La señora Pleasant hizo una señal imperiosa a una de las doncellas, que puso manos a la obra.

Tata se acomodó en la silla, balanceando sus piernas gordezuelas y contemplando la cocina con sumo interés. Había un montón de cocineros, que trabajaban con la determinación de un pelotón de artillería construyendo una barricada. Montaban enormes pasteles. En los hornos se asaban animales enteros. Un hombretón calvo, con el rostro cruzado por una cicatriz, se dedicaba pacientemente a clavar palillos en las salchichas.

Tata no había desayunado nada. Greebo sí, pero eso no importaba.
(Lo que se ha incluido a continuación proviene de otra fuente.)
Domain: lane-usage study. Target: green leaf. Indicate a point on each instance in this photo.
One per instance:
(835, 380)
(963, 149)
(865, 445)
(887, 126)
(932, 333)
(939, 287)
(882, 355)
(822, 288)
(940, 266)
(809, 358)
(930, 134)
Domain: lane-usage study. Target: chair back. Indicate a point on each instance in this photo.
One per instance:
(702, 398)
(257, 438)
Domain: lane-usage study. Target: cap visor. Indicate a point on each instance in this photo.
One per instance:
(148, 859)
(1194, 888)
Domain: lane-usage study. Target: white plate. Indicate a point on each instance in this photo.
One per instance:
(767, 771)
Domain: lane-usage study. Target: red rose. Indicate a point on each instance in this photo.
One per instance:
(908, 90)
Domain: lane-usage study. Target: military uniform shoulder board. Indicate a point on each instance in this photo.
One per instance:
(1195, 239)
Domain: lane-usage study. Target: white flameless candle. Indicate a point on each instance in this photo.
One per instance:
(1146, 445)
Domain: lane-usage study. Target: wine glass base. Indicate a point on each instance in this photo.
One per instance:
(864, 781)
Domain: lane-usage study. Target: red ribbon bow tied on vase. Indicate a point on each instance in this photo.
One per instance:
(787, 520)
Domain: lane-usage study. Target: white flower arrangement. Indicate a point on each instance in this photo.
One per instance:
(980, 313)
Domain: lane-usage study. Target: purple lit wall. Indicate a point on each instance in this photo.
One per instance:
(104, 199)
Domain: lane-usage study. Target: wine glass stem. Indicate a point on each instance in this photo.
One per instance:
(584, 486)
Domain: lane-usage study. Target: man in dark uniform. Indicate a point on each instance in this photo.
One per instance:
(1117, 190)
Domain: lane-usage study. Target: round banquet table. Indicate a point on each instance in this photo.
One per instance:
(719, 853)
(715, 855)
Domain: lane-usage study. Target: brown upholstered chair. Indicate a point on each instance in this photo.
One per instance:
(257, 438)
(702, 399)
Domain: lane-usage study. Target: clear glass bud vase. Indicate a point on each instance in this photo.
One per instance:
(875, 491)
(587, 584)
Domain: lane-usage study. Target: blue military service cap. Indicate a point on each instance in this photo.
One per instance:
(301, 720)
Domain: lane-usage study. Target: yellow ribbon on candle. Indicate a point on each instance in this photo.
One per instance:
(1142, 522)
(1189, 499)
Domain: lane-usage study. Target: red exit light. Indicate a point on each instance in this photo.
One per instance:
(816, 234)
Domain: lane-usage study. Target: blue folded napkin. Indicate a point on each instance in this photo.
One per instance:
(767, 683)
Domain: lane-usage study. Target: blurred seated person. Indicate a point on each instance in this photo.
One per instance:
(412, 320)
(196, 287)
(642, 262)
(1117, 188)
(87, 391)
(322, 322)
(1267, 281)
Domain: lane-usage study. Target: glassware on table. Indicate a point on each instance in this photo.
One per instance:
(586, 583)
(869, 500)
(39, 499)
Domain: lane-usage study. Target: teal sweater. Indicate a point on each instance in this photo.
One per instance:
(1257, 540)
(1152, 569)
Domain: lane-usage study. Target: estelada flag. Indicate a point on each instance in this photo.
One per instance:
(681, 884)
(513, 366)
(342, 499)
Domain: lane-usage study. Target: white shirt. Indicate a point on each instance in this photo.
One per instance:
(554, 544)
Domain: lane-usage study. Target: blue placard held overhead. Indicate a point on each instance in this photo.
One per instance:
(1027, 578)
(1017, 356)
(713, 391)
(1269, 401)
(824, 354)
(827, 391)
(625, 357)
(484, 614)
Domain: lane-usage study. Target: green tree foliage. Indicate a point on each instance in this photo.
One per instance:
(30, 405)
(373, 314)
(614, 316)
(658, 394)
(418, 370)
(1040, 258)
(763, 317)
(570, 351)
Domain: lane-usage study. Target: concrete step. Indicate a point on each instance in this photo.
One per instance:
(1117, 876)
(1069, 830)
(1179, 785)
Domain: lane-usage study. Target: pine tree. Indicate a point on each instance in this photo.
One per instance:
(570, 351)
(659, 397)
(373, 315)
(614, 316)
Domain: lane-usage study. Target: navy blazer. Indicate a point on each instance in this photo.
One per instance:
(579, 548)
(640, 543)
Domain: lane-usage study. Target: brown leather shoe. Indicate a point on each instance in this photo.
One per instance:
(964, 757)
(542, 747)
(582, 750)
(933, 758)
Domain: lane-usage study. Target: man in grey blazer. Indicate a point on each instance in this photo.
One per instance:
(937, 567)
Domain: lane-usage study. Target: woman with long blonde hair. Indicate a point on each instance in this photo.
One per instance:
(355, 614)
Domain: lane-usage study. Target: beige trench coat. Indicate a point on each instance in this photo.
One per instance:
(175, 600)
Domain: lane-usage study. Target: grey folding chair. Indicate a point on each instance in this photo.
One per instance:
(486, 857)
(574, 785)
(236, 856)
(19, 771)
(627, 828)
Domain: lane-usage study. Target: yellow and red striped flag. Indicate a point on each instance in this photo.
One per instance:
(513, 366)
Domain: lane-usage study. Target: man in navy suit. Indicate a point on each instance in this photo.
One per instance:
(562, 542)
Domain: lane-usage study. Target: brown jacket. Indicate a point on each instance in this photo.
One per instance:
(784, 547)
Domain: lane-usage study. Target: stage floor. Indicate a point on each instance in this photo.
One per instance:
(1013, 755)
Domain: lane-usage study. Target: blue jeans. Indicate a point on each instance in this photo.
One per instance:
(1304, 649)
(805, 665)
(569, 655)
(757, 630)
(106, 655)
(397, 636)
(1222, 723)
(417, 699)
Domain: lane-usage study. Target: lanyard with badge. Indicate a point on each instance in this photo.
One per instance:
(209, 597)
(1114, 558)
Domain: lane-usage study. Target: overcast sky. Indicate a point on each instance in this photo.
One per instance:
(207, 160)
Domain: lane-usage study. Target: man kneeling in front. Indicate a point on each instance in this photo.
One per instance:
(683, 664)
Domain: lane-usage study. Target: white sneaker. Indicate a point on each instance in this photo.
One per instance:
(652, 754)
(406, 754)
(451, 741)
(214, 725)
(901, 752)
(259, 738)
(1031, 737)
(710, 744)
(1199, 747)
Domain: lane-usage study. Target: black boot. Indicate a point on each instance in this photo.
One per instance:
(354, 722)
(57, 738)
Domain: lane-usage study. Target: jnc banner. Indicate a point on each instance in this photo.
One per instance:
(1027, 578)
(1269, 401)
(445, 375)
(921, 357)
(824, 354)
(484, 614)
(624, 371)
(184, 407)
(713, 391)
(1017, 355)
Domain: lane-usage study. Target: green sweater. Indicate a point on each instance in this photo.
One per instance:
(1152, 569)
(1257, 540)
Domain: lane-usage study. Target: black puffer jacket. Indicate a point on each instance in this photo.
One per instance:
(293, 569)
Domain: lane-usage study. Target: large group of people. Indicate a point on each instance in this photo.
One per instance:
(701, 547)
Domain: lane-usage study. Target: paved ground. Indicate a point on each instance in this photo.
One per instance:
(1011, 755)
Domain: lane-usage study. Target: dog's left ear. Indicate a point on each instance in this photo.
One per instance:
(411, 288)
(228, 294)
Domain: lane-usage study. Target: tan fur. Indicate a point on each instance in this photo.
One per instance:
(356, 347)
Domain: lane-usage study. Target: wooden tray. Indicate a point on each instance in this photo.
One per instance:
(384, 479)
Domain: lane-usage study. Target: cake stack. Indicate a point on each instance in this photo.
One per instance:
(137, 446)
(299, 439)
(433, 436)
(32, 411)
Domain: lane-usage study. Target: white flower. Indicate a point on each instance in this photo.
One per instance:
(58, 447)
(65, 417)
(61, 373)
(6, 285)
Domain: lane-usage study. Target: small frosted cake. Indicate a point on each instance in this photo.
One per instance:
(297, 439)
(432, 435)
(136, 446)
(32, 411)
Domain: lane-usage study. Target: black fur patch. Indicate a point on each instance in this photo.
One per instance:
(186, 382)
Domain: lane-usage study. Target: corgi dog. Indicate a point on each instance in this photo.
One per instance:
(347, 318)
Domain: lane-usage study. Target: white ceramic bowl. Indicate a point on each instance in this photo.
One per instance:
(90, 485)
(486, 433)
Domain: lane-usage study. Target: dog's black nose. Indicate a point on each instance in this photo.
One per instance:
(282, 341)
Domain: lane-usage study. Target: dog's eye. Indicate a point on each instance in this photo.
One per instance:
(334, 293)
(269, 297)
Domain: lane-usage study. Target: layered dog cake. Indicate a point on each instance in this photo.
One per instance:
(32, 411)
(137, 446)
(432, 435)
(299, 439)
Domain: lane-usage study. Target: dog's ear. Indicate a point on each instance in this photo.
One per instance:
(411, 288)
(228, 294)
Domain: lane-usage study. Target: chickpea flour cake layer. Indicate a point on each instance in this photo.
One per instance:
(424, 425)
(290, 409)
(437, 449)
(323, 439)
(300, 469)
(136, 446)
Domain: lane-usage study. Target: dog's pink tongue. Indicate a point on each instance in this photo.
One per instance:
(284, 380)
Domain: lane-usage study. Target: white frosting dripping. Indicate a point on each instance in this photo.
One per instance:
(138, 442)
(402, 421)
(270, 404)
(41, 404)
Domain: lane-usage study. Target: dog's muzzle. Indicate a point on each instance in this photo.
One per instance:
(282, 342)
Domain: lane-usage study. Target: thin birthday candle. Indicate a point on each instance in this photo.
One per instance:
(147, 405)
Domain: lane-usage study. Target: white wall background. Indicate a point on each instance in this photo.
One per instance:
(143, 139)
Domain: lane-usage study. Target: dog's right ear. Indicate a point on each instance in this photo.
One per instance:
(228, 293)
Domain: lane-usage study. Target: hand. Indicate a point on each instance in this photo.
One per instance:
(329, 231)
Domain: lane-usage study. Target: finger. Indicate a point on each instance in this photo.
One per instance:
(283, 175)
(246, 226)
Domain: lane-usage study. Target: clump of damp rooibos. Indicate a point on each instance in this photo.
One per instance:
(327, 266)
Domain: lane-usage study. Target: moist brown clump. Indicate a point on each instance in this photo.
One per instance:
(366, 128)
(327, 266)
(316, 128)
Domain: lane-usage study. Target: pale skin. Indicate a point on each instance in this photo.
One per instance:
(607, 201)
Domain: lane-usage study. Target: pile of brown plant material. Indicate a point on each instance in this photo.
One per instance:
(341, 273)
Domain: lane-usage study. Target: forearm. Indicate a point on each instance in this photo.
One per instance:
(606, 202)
Los dos estaban sufriendo una exquisita tortura culinaria.

Ambos siguieron con la vista, como hipnotizados, a dos doncellas que apenas podían con sus bandejas de canapés.

—Veo que es usted una mujer muy observadora, señora Ogg —dijo la señora Pleasant.

—Sólo una miguita —respondió Tata sin pensar.

—También me apercibo —siguió la señora Pleasant tras unos instantes de silencio— de que el gato que lleva sobre su hombro es de raza poco habitual.

—En eso tiene razón.

—Sé que tengo razón.

Un vaso rebosante de espuma amarilla apareció ante Tata. La anciana lo miró, reflexiva, y trató de volver al asunto más apremiante.

—Bien —empezó—, ¿adónde me aconsejaría usted ir para averiguar cómo se hace la magia en…?

—¿Quiere comer alguna cosita? —la interrumpió la señora Pleasant.

—¿Qué? ¡Cielos!

La señora Pleasant puso los ojos en blanco.

—Esto, ni hablar. Yo ni siquiera lo probaría —dijo con amargura.

Tata se desanimó.

—Pero si lo cocina usted…

—Sólo porque me lo dicen. El viejo Barón sí que sabía lo que era comer bien, pero… ¿esto? Aquí no hay nada más que cerdo, y ternera, y cordero, y esas porquerías para gente que no ha probado nunca nada mejor. El único bicho de cuatro patas que vale la pena comer es el caimán. Yo me refería a comida de verdad.

La señora Pleasant recorrió la cocina con la mirada.

—¡Sara! —llamó.

Una de las subcocineras se volvió.

—¿Sí, señora?

—Esta amiga y yo vamos a salir. Encárgate de todo, ¿de acuerdo?

—Sí, señora.

La señora Pleasant se levantó e hizo una señal cargada de sentido a Tata Ogg.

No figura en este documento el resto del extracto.